Task 14 — Atomic Pointer to Linked List Head

Difficulty: Senior

Build a single-producer, single-consumer queue where the producer appends to the tail and the consumer reads from the head, both lock-free.

Requirements

  • Atomic pointer to the head node.
  • Tail pointer maintained by the producer alone.
  • Use atomic.Pointer[Node].

Test

One producer pushes 100,000 integers; one consumer reads them all. Assert: all pushed values are consumed in order.

Solution sketch

This is intricate; the basic shape:

type Node struct {
    val  int
    next atomic.Pointer[Node]
}

type SPSCQueue struct {
    head atomic.Pointer[Node]
    tail *Node // single-writer; no atomic needed if you trust the producer's exclusivity
}

func New() *SPSCQueue {
    dummy := &Node{}
    q := &SPSCQueue{tail: dummy}
    q.head.Store(dummy)
    return q
}

func (q *SPSCQueue) Push(v int) {
    n := &Node{val: v}
    q.tail.next.Store(n)
    q.tail = n
}

func (q *SPSCQueue) Pop() (int, bool) {
    head := q.head.Load()
    next := head.next.Load()
    if next == nil {
        return 0, false
    }
    q.head.Store(next)
    return next.val, true
}

The dummy head simplifies pop: there is always a head, with next pointing at the actual first node (or nil if empty).
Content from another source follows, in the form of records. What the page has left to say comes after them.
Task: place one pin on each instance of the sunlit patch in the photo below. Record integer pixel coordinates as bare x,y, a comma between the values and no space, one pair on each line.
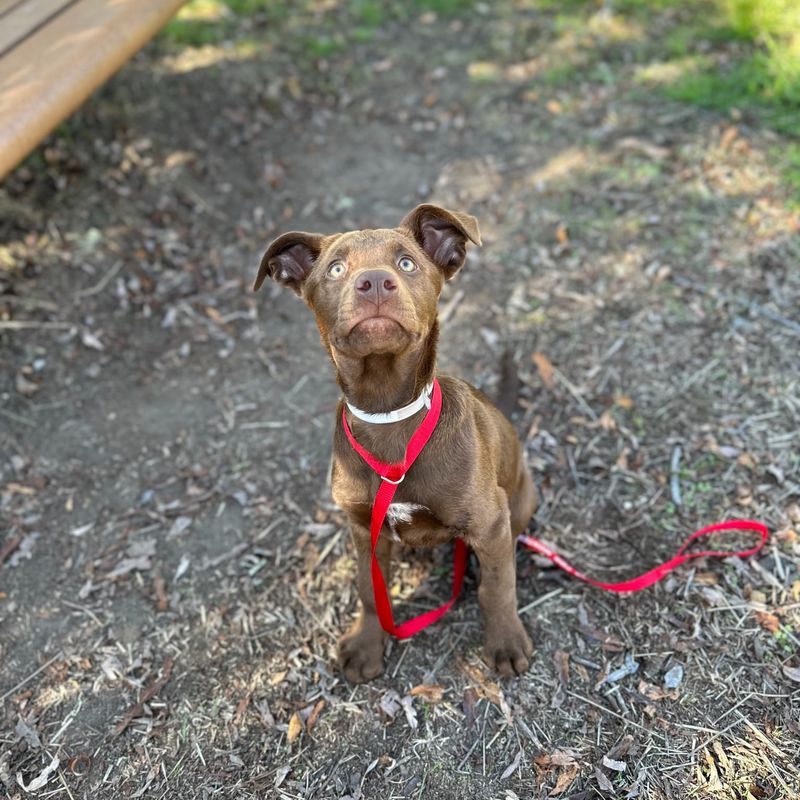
192,58
614,27
565,164
203,11
484,71
54,696
746,768
663,73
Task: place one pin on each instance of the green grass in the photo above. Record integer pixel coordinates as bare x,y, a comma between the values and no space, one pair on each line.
765,79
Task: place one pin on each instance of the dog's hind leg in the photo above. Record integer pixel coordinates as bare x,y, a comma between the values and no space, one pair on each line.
522,502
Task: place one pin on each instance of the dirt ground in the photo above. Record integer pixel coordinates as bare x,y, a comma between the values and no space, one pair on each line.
173,575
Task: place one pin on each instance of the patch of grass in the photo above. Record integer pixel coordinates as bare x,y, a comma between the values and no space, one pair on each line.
204,22
764,81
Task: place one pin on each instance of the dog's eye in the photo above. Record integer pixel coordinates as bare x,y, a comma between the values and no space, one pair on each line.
406,264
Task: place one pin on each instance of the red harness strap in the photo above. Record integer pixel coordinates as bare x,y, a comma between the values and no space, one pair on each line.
391,477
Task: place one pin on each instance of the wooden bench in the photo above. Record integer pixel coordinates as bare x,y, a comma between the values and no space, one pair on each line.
55,53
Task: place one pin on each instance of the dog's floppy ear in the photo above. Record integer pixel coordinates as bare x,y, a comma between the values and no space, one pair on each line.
443,235
289,259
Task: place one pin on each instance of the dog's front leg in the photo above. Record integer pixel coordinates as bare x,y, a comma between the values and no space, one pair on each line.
506,643
361,648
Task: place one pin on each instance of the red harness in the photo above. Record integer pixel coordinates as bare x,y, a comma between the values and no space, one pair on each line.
392,476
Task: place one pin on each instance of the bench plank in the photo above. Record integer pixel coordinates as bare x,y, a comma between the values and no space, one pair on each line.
7,5
48,74
25,18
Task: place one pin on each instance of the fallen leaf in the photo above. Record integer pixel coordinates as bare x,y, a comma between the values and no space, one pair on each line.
41,779
432,693
545,368
314,715
607,421
617,766
623,401
792,673
411,715
602,781
558,758
26,387
90,340
768,621
281,773
561,660
565,779
390,703
295,728
512,767
728,136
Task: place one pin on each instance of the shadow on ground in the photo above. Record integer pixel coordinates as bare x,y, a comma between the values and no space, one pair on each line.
173,573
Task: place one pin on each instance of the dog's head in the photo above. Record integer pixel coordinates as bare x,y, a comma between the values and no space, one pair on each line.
374,291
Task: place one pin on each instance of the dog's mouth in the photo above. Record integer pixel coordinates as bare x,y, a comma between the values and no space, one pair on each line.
378,332
378,325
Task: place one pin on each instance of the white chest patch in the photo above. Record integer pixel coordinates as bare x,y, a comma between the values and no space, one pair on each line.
401,512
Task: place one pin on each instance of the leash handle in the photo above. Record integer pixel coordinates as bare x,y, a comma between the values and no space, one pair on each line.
657,573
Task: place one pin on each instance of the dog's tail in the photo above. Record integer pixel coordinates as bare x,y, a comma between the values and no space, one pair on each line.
509,385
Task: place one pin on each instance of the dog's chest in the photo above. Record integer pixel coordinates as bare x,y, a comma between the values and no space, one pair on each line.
398,513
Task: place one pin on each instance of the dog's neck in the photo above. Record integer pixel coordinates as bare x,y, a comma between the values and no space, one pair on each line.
381,383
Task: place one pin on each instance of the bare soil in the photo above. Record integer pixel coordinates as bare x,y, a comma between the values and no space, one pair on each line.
174,575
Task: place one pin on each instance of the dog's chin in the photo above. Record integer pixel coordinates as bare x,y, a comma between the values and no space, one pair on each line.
375,336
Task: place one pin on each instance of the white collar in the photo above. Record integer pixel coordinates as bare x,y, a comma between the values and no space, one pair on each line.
399,413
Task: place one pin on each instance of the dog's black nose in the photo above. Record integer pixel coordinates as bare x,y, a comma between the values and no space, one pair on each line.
376,285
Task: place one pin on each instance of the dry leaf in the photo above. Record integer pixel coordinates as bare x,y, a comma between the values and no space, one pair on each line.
602,781
558,758
565,779
295,727
314,715
545,367
792,673
607,421
561,660
432,693
411,715
768,621
727,138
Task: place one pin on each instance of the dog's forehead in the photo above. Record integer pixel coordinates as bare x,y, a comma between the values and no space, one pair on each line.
367,242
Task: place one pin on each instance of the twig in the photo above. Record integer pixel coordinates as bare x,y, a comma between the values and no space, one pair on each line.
626,720
9,547
30,677
23,324
102,283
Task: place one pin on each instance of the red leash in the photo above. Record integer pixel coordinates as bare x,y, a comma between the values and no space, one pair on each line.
656,574
392,476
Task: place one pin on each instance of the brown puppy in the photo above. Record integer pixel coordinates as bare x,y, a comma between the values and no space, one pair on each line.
374,294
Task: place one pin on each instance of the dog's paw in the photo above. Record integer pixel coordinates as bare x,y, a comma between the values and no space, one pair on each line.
361,656
508,647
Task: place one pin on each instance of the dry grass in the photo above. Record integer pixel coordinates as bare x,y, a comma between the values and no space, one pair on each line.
174,576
Task 15 — Bounded Lock-Free Ring Buffer

Difficulty: Staff

Implement a single-producer, single-consumer ring buffer of fixed capacity.

Requirements

  • Use atomic.Uint64 for the head and tail indices.
  • Producer waits when full; consumer waits when empty (use a small sleep or runtime.Gosched).
  • Capacity is a power of 2 (mask instead of modulo).

Test

Produce 1M values; consume them all; assert FIFO order.

Solution sketch

type Ring struct {
    buf  []int
    mask uint64
    head atomic.Uint64 // consumer reads from head
    tail atomic.Uint64 // producer writes to tail
}

func NewRing(capPow2 int) *Ring {
    size := 1 << capPow2
    return &Ring{buf: make([]int, size), mask: uint64(size - 1)}
}

func (r *Ring) Push(v int) {
    for {
        tail := r.tail.Load()
        head := r.head.Load()
        if tail-head == uint64(len(r.buf)) {
            runtime.Gosched()
            continue
        }
        r.buf[tail&r.mask] = v
        r.tail.Store(tail + 1)
        return
    }
}

func (r *Ring) Pop() (int, bool) {
    head := r.head.Load()
    tail := r.tail.Load()
    if head == tail {
        return 0, false
    }
    v := r.buf[head&r.mask]
    r.head.Store(head + 1)
    return v, true
}

This is the classic Lamport SPSC queue. Multi-producer / multi-consumer variants need more atomics and are significantly more complex.


Final Notes

Tasks 1-3 should be obvious after reading junior.md. Tasks 4-6 require comfort with CAS loops, covered in middle.md. Tasks 7-11 cross into lock-free territory, the domain of senior.md. Tasks 12-15 build real concurrent data structures and benefit from professional.md understanding.

For every task: write a -race-clean test. Run benchmarks. Compare against a mutex-based version. The intuition you build is more valuable than the code you write.